A recent research indicates that doing mindfulness meditation for only a few minutes each day can improve brain health.
As published in the journal of Proceedings of the National Academy of Sciences, Yi-Yuan Tang and Michael Posner, the two scientists who observed mental illness, revealed that practicing meditation for 11 hours (even for beginners) results in a positive effect on the brain, improving connectivity and efficiency.
“The obvious physical changes show that short-term meditation can improve self-control, mood, stress and immunity,” said Posner, an emeritus professor from the University of Oregon, Eugene.
Tang, a research fellow, previously developed a meditation technique called the integrative body-mind training (IBMT) in the mid 1990’s that was based on traditional Chinese medicine, namely Taoism, and Confucianism. Unlike other meditation techniques that focus on mind control and long-term training needs, this technique actually focuses on awareness of body and mind, such as posture and breathing. According to Tang, with the help of a proper instructor, a person can learn these techniques in just five days.
In his study, researchers involved 68 students Dalian University of Technology of China who were recruited randomly. Participants performed IBMT meditation technique, which required focused concentration, or relaxation training group. None of the students had previous training in meditation. Students meditated for about half an hour a day for a month.
At the focused meditation group, the researchers looked at changes in white substance in a part of the brain associated with self-regulation, or commonly called the anterior cingulated cortex. Changes in white substance in the brain occurred even though participants only did meditation in a short time. However, the changes did not occur in a group who focused on relaxation.

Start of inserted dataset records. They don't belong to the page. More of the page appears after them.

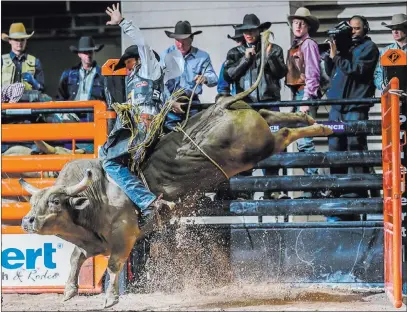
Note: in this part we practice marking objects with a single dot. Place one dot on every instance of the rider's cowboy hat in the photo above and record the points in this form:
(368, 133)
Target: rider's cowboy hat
(305, 14)
(251, 21)
(397, 20)
(86, 44)
(238, 34)
(182, 30)
(17, 31)
(130, 52)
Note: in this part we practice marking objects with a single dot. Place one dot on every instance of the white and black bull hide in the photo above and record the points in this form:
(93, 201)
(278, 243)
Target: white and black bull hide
(92, 213)
(101, 219)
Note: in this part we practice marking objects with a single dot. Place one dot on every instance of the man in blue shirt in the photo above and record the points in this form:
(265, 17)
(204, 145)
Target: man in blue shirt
(198, 70)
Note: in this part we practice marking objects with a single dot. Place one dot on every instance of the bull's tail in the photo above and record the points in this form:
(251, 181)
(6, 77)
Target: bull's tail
(227, 102)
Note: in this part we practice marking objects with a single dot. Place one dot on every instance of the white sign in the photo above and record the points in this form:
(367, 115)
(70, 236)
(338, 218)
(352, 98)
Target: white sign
(34, 260)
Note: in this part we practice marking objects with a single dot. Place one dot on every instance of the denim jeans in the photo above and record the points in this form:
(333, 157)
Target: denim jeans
(128, 182)
(306, 145)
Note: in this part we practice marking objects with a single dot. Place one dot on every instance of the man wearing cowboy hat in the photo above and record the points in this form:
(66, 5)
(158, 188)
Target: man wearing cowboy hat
(19, 66)
(83, 81)
(398, 28)
(243, 63)
(198, 70)
(223, 86)
(303, 62)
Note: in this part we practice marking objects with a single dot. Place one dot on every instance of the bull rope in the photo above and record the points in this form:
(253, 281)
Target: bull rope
(179, 128)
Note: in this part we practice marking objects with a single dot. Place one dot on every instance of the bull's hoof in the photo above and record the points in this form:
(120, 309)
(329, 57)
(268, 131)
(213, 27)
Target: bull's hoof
(110, 301)
(308, 119)
(327, 131)
(70, 292)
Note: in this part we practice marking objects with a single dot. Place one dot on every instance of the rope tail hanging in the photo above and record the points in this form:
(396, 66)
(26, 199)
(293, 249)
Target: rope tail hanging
(130, 116)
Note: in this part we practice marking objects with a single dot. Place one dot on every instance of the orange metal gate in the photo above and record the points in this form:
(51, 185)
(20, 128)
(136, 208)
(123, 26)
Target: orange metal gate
(90, 279)
(393, 187)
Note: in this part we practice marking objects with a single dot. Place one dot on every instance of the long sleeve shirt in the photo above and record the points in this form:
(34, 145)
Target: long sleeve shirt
(379, 79)
(310, 50)
(352, 74)
(197, 62)
(150, 66)
(243, 72)
(39, 73)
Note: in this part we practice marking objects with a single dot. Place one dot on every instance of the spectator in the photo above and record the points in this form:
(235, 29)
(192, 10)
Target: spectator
(223, 85)
(243, 65)
(352, 78)
(303, 75)
(18, 65)
(83, 81)
(198, 70)
(398, 28)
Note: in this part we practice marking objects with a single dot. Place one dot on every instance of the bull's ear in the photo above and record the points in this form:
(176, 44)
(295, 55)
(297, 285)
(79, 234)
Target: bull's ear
(79, 203)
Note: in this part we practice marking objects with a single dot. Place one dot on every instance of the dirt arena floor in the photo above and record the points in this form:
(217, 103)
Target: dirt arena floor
(245, 297)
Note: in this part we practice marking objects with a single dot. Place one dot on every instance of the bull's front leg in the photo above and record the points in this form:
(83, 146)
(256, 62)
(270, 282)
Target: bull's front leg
(286, 136)
(125, 238)
(114, 268)
(71, 286)
(286, 119)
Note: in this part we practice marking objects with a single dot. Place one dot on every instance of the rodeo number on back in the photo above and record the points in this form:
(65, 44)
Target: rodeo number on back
(14, 258)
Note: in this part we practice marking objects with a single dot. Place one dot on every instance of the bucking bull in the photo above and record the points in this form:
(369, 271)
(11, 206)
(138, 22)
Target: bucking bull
(94, 214)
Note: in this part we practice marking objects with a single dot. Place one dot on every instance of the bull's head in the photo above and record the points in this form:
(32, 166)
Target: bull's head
(48, 149)
(52, 207)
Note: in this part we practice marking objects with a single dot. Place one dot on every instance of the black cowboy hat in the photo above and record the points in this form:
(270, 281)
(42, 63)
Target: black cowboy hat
(131, 51)
(305, 14)
(238, 34)
(86, 44)
(182, 30)
(251, 21)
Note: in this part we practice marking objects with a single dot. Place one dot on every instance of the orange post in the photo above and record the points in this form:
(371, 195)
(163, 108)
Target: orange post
(93, 270)
(392, 191)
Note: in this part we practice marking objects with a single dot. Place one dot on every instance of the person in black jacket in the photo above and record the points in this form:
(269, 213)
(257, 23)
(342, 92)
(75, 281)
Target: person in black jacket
(352, 78)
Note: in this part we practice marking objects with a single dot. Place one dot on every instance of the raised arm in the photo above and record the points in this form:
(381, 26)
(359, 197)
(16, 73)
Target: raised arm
(150, 66)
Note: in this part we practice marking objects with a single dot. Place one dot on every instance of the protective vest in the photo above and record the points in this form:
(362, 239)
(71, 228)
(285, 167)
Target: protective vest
(8, 70)
(145, 94)
(296, 67)
(147, 99)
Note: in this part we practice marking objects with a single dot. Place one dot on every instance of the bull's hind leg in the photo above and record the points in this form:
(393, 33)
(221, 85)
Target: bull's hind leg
(286, 136)
(286, 119)
(125, 239)
(71, 286)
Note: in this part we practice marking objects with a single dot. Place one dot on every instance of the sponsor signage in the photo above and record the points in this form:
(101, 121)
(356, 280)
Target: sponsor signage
(30, 260)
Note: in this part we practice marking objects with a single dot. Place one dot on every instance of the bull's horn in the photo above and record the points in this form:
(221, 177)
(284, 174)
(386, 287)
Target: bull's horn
(45, 147)
(28, 187)
(81, 186)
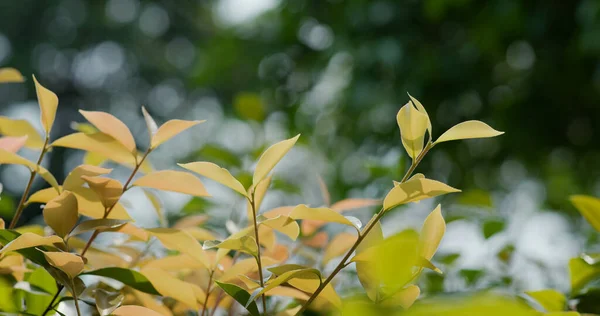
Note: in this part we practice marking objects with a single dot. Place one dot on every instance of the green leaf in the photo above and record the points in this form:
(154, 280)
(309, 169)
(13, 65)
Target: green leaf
(241, 296)
(128, 277)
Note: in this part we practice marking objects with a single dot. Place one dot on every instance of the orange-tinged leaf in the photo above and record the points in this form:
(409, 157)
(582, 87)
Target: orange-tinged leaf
(69, 263)
(170, 129)
(48, 104)
(112, 126)
(17, 128)
(216, 173)
(167, 285)
(175, 181)
(133, 310)
(108, 190)
(271, 157)
(61, 213)
(468, 129)
(10, 75)
(28, 240)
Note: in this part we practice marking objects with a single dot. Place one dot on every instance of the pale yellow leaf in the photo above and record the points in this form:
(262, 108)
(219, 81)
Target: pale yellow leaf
(61, 213)
(112, 126)
(175, 181)
(170, 129)
(216, 173)
(468, 129)
(10, 75)
(271, 157)
(432, 233)
(108, 190)
(415, 190)
(15, 128)
(28, 240)
(48, 104)
(69, 263)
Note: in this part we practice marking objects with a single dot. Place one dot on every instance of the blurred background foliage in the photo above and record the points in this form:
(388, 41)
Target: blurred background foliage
(337, 71)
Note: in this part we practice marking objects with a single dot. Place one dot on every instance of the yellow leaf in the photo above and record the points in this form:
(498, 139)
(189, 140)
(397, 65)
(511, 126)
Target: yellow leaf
(405, 298)
(432, 233)
(48, 104)
(175, 181)
(415, 190)
(216, 173)
(338, 246)
(61, 213)
(589, 207)
(271, 157)
(112, 126)
(133, 310)
(10, 127)
(108, 190)
(413, 125)
(10, 75)
(14, 159)
(181, 241)
(74, 180)
(28, 240)
(468, 129)
(170, 129)
(550, 300)
(167, 285)
(69, 263)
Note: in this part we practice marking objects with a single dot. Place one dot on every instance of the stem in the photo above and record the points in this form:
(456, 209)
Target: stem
(21, 206)
(125, 188)
(362, 236)
(258, 260)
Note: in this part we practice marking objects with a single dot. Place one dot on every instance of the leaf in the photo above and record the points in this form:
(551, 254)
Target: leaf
(216, 173)
(466, 130)
(10, 75)
(432, 233)
(167, 285)
(128, 277)
(48, 104)
(61, 213)
(175, 181)
(240, 295)
(66, 262)
(413, 124)
(550, 300)
(112, 126)
(97, 224)
(415, 190)
(108, 190)
(338, 246)
(170, 129)
(271, 157)
(18, 128)
(321, 214)
(181, 241)
(133, 310)
(589, 207)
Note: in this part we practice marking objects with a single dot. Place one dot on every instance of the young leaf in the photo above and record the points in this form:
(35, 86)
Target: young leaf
(61, 213)
(271, 157)
(69, 263)
(413, 124)
(112, 126)
(175, 181)
(216, 173)
(10, 75)
(108, 190)
(240, 295)
(468, 129)
(48, 104)
(415, 190)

Researchers said further study was necessary to decide whether a variety of mental disorders such as attention-deficit hyperactivity disorder (ADHD), anxiety, depression, schizophrenia and personality disorders are also associated with problems in the brain called the anterior cingulated cortex.
A separate study published last year found that people who participated in a meditation program for eight weeks experienced a change in brain parts associated with memory, self-awareness, empathy, and stress.